Each day the Research staff takes a look at recently released economic indicators, addressing what these indicators mean for REALTORS® and their clients. Today’s update highlights mortgage purchase applications and the producer price index.

  • Mortgage applications reversed the downward slide of the past few weeks, to rise 6.3 percent on a seasonally adjusted basis, for the week ending September 9.  The data provides an adjustment for the Labor Day holiday.
  • Purchases increased 7.0 percent, with refinancings gaining 6.0 percent.
  • Interest rates on 30-year fixed mortgages also continued to decline from 4.23 to 4.17 percent.
  • Cash purchases—which account for 30 percent of transactions—were not captured in the data.
  • The Census Bureau’s monthly advance report of retail sales registered no change for August. Retail sales were up 7.2 percent from August 2010.
  • The Producer Price Index released by the Bureau of Labor Statistics was also unchanged in August. Looking at core prices, those for goods other than those for food and energy, the trend has been modestly rising at 0.1 percent.

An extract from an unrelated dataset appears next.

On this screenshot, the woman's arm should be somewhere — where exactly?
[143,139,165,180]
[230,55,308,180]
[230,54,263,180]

  • Despite some respite in produce prices in August, prices are still higher by 6.5 percent from one year ago and have been consistently rising faster than consumer price inflation in the past 2 years.
  • These indicators point to a slight improvement to the outlook.  NAR estimates that the current quarter GDP is probably growing at near 2 percent, which would be an improvement from less than 1 percent growth in the first half of the year.